Muitas aplicações realizam a comunicação com outras aplicações para o envio ou consulta de dados. É mais corriqueiro do que imaginamos que estes sistemas estão indisponíveis ou degradados em alguns momentos. Será que existe algo que podemos fazer para evitar degradar mais ainda o sistema?

Introdução

Continuando sobre o assunto de resiliência que já discutimos no último artigo, vamos discutir outra técnica que pode ser utilizada para aumentar a resiliência e a tolerância a falhas de nossas aplicações. Muitas aplicações precisam se conectar com outras para recuperar dados e/ou salvar dados. O que nós faremos caso esta aplicação terceira esteja indisponível ou degradada? Ai que entra o Circuit Breaker! Neste artigo vamos abordar um pouco mais sobre este padrão e também vamos exemplificar criando um código simples para exemplificar o uso do padrão nas nossas aplicações.

O padrão de Circuit Breaker

O padrão de Circuit Breaker foi emprestado da área da eletrônica. Inclusive o funcionamento é bem parecido: Quando uma “sobrecarga” (aqui vamos chamar de condição) o Circuit Breaker desarma (abre) para que o circuito (micro serviços ou sistemas terceiros) seja protegido. Desta forma não ocorre a sobrecarga no sistema queimando diversos componentes dentro deste sistema.

Em programação, a “sobrecarga” pode ser uma condição que seja verificada programaticamente e caso ela ocorra, o circuito é aberto protegendo o sistema que estamos chamando. Por exemplo, o “Meu sistema” precisa enviar emails e para isso ele utiliza um serviço de emails. Em um determinado dia o volume de emails sendo enviados era bem maior do que os envios normais, deste modo o sistema ficou degradado. Após algumas tentativas de envio de email retornarem falha, a condição que abre do Circuit Breaker foi alcançada e por isso ele “desarmou” e abriu para proteger o sistema de emails. Desta forma não estava mais sendo realizado tentativas de envio de email utilizando o sistema de emails. A imagem a seguir demonstra um este exemplo:

Em alguns cenários desejamos que ao invés do circuito abrir somente para proteger o sistema que está sendo invocado pode não ser uma boa ideia. Nestes cenário a melhor solução é chamar outro serviço de backup ou que faz o processamento similar. Por exemplo, temos um sistemas de assinatura de projetos e é utilizado um gateway de pagamentos para o processamento destas assinaturas. É muito importante para nós que seja processado o pagamento com sucesso, neste caso fizemos um outro contrato com uma outra empresa de pagamentos para que possamos processar o pagamento com eles caso o gateway principal estaja passando por algum problema. Neste cenário, ao invés do circuit breaker desarmar e não realizar mais requisições, ele irá trocar qual o gateway de pagamentos ele utiliza no momento que ocorrer a condição que fará o circuit breaker abrir. A partir deste momento será realizado o pagamento da transação no gateway de backup.

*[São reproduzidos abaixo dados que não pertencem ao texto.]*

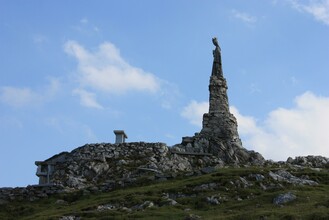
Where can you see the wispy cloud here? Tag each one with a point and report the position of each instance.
(301, 130)
(245, 17)
(87, 99)
(318, 8)
(21, 97)
(105, 70)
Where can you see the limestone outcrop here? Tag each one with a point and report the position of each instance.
(217, 144)
(114, 165)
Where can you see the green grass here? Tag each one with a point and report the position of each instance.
(312, 201)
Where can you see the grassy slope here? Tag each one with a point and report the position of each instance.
(312, 201)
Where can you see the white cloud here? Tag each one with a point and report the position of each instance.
(21, 97)
(105, 70)
(247, 18)
(87, 99)
(300, 130)
(18, 97)
(318, 8)
(194, 112)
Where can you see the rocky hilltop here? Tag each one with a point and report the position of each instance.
(104, 167)
(216, 145)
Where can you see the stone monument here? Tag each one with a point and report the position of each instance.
(219, 135)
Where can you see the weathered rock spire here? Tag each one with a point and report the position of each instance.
(218, 101)
(219, 135)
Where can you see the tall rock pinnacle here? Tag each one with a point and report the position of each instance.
(219, 135)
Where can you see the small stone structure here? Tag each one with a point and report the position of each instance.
(120, 136)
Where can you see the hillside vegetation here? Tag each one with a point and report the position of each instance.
(226, 193)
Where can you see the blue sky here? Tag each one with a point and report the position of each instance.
(73, 71)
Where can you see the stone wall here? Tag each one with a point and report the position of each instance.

Em vias normais a o circuit breaker deve se comportar igual na imagem abaixo:

Caso o circuit breaker esteja aberto ou receba algum erro (condicação para o circuit breaker abrir) o fluxo será passado para o gateway de backup conforme na imagem abaixo:

Agora que sabemos um pouco da teoria de funcionamento, vamos implementar um exemplo simples?

Exemplo prático

Para demonstrar o funcionamento do circuit breaker, vamos montar duas aplicações utilizando Flask. Com as aplicações montadas, vamos executar um script com o Locust para simular a condição de abertura do Circuit Breaker.

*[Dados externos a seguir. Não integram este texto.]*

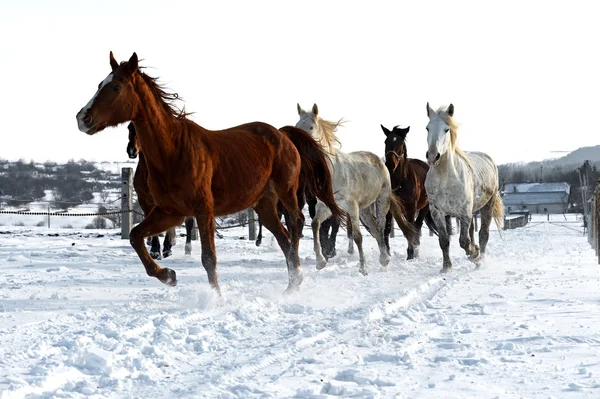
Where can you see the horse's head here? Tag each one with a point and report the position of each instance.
(395, 147)
(308, 121)
(320, 129)
(438, 133)
(115, 100)
(132, 146)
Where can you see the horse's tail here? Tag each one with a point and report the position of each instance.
(398, 212)
(315, 173)
(498, 211)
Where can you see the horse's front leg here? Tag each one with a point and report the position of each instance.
(444, 237)
(321, 213)
(156, 222)
(465, 240)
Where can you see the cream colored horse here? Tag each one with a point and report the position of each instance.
(459, 184)
(361, 186)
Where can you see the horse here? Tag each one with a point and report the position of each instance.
(140, 184)
(361, 184)
(458, 184)
(408, 184)
(193, 171)
(327, 239)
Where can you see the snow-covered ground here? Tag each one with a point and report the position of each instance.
(79, 318)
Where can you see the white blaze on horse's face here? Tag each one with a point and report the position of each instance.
(308, 124)
(438, 139)
(84, 122)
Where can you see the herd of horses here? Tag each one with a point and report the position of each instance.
(186, 171)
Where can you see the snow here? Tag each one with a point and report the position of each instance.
(80, 318)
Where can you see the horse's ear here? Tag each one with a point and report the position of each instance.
(385, 130)
(430, 110)
(113, 63)
(402, 131)
(133, 63)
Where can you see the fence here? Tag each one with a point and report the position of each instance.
(515, 222)
(592, 221)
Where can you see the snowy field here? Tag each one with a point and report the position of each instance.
(79, 318)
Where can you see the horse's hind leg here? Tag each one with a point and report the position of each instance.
(321, 214)
(168, 241)
(354, 215)
(376, 227)
(324, 237)
(443, 236)
(470, 248)
(289, 200)
(155, 247)
(189, 226)
(484, 231)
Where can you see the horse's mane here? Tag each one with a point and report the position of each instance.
(442, 112)
(165, 98)
(329, 128)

Infelizmente não vou explicar o código todo, mas vou destacar as melhores partes e explica-las.

A primeira parte para destacar é a criação da classe CircuitBreaker, existe bibliotecas que já possuem implementações até mesmo mais robustas, mas a ideia era implementar algo simples e funcional para explicar o conceito de circuit breaker. No código definimos alguns atributos para a classe CircuitBreaker no intuito de realizar o controle dos erros que ocorrem na chamada do recurso “caro”. Os atributos criados são:

• cb_key -> Chave do circuit breaker que será usada no cache para sabermos se o circuit breaker foi aberto. Ela é composta pelo prefixo concatenado com a chave;
• cb_count_key -> Chave do circuit breaker que é responsável por contar quantos erros ocorreram na chamada do recurso “caro”. Toda vez que ocorrer um erro, será incrementado o valor em 1;
• threshold -> Quantidade máxima de erros que precisa ocorrer para o circuit breaker abrir;
• open_time -> Tempo, em segundos, que o circuit breaker vai ficar aberto até fechar automaticamente novamente.

Com estas variáveis de controle, podemos criar o comportamento do circuit breaker que irá opera automaticamente utilizando um cache para armazenar a quantidade de erros, quando abrir o circuit breaker e quando ele está aberto ou não.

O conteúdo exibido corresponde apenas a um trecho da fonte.